SADNESS
Danteferno

Etichetta: Godhead
Anno: 1995
Durata: 41 min
Genere: Doom / Dark Metal


Ritornano gli svizzeri Sadness, al secondo disco dopo l'eccellente debutto "Ames De Marbre". A produrre il nuovo album ci pensa nientemeno che Martin Eric Ain (bassista dei Celtic Frost) in persona! Il trio di Sion riprende il discorso interrotto con il precedente lavoro, inscenando questa volta le sofferenze di un'anima ormai trapassata, su di uno sfondo da Inferno dantesco; leggendo i testi non mi pare che siano legati da un concept, però hanno bene o male un filo conduttore, così come quelli di ADM. Nella prima traccia, "Danteferno", introdotta da cori femminili, ritorna quella rabbia disperata e futile che contraddistingue lo stile degli svizzeri: ci troviamo di fronte a un brano con delle vocals rabbiose e anche dei suoni di chitarra davvero aggressivi, a cui però si alternano voci lamentose e parti tristissime di piano. Qui si parla dei pentimenti di un'anima che non può più piangere e non può più parlare, perchè ormai il suo destino di eterna sofferenza è diventato realtà, a causa comunque del suo comportamento ("we mess up our souls with our hate"). Molto pesanti sono anche i suoni di "Mark Of The Eldest Son", un pezzo martellante dove si racconta dei patimenti di qualcuno che ha disonorato il padre e la madre (non c'è nessun riferimento al cristianesimo, state tranquilli!), mentre particolare è la terza traccia, "Tribal", una specie di danza, di quelle ancora in uso presso certe tribù, al fine di scacciare gli spiriti malvagi o di propiziarsi i favori di quelli buoni... piccolo particolare, i chitarroni metal!
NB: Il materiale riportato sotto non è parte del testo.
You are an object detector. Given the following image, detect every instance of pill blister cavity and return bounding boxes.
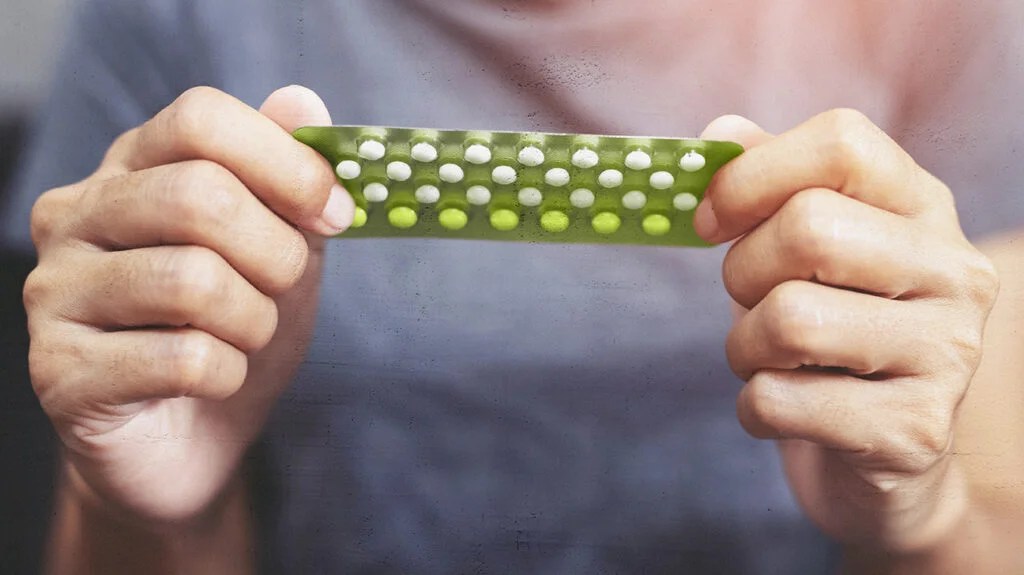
[590,212,623,235]
[650,172,676,189]
[569,187,594,209]
[437,208,469,231]
[672,192,698,212]
[519,187,544,208]
[362,182,387,203]
[541,210,569,233]
[597,170,623,187]
[387,162,413,182]
[518,145,544,168]
[572,147,601,170]
[358,140,386,162]
[623,189,647,210]
[410,142,437,164]
[490,166,517,185]
[437,164,466,184]
[335,160,362,180]
[544,168,569,187]
[387,206,418,229]
[679,149,707,172]
[466,185,490,206]
[414,184,441,204]
[352,206,367,228]
[640,214,672,235]
[464,144,490,165]
[490,210,519,231]
[626,149,651,170]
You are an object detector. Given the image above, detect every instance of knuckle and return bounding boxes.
[268,228,309,296]
[162,160,240,229]
[156,247,226,324]
[741,371,783,430]
[167,86,222,144]
[778,188,838,268]
[823,108,878,172]
[905,410,952,472]
[167,331,217,397]
[22,267,52,314]
[964,253,999,310]
[282,161,335,218]
[29,187,73,248]
[764,281,819,357]
[245,301,279,352]
[944,325,984,373]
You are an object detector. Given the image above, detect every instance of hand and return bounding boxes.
[695,110,997,552]
[25,87,354,525]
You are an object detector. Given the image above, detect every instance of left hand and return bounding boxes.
[695,109,998,554]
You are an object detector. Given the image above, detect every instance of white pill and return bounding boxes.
[362,182,387,202]
[465,144,490,165]
[572,147,601,170]
[411,142,437,162]
[626,149,650,170]
[359,140,385,162]
[650,172,676,189]
[466,185,490,206]
[416,184,441,204]
[490,166,516,185]
[597,170,623,187]
[519,187,544,208]
[519,145,544,167]
[335,160,362,180]
[437,164,466,184]
[623,189,647,210]
[387,162,413,182]
[569,187,594,208]
[544,168,569,187]
[679,150,707,172]
[672,193,697,212]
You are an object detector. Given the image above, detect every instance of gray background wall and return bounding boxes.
[0,0,73,117]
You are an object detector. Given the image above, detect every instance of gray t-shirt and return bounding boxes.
[0,0,1024,573]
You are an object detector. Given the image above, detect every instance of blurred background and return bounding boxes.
[0,0,73,574]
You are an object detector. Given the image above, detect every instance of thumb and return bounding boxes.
[259,85,331,133]
[693,115,774,241]
[700,115,774,149]
[259,85,355,238]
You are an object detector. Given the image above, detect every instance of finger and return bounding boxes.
[726,280,943,381]
[700,109,955,242]
[62,327,248,408]
[722,188,966,309]
[104,88,351,234]
[71,160,308,296]
[693,115,774,238]
[736,369,959,472]
[56,247,278,352]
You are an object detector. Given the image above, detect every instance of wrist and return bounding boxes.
[47,456,255,574]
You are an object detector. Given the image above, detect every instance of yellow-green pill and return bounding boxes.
[352,207,367,227]
[541,210,569,233]
[490,210,519,231]
[437,208,469,231]
[590,212,623,235]
[641,214,672,235]
[387,206,417,229]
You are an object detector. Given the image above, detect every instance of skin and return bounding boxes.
[25,87,1024,573]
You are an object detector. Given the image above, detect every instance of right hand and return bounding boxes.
[25,86,354,525]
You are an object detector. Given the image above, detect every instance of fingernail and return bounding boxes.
[321,184,355,235]
[693,197,719,242]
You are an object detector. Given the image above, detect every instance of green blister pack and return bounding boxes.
[294,126,742,247]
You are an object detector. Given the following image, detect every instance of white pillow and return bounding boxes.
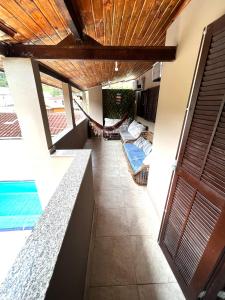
[143,141,152,155]
[143,153,152,166]
[128,123,145,139]
[128,120,139,131]
[105,118,120,126]
[133,136,146,149]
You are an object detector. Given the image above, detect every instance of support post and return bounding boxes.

Bellissima anche "Delia", un richiamo verso una nuova vita, un nuovo inizio; musicalmente il brano rimane piuttosto cadenzato, ed è particolarmente bella la voce femminile cantilenosa che compare in una parte del pezzo. La seguente "Below The Shadows" è forse un po' pallosetta: si tratta di un brano sui 6 minuti, tutti giocati su arrangiameni ipnotici di tastiere e voci. Incredibile invece la settima traccia, "Aphrodite's Thorns", che è in pratica un totale tributo ai Celtic Frost! Infatti un piano fa da sfondo alla narrazione lamentosa di una voce femminile, che racconta i pericoli celati nella irresistibile sensualità di Afrodite, Dea greca dell'Amore ("but if you touch her, she will cut your veins"). L'album si conclude infine con "Talisman", un pezzo senza particolari emozioni.
Molto bella anche la copertina, con delle donne in lacrime coperte da un velo nero che attraversano un sentiero da incubo, illuminato dai fuochi eterni dell'Inferno.
I Sadness sono riusciti a ripetersi su livelli eccelsi, ma a mio parere leggermente inferiori al disco di debutto, che almeno dal punto di vista emotivo mi aveva "preso" maggiormente. "Danteferno" è più violento, più brutale, con meno momenti riflessivi. Comunque, un bell'8 pieno non glielo leva nessuno!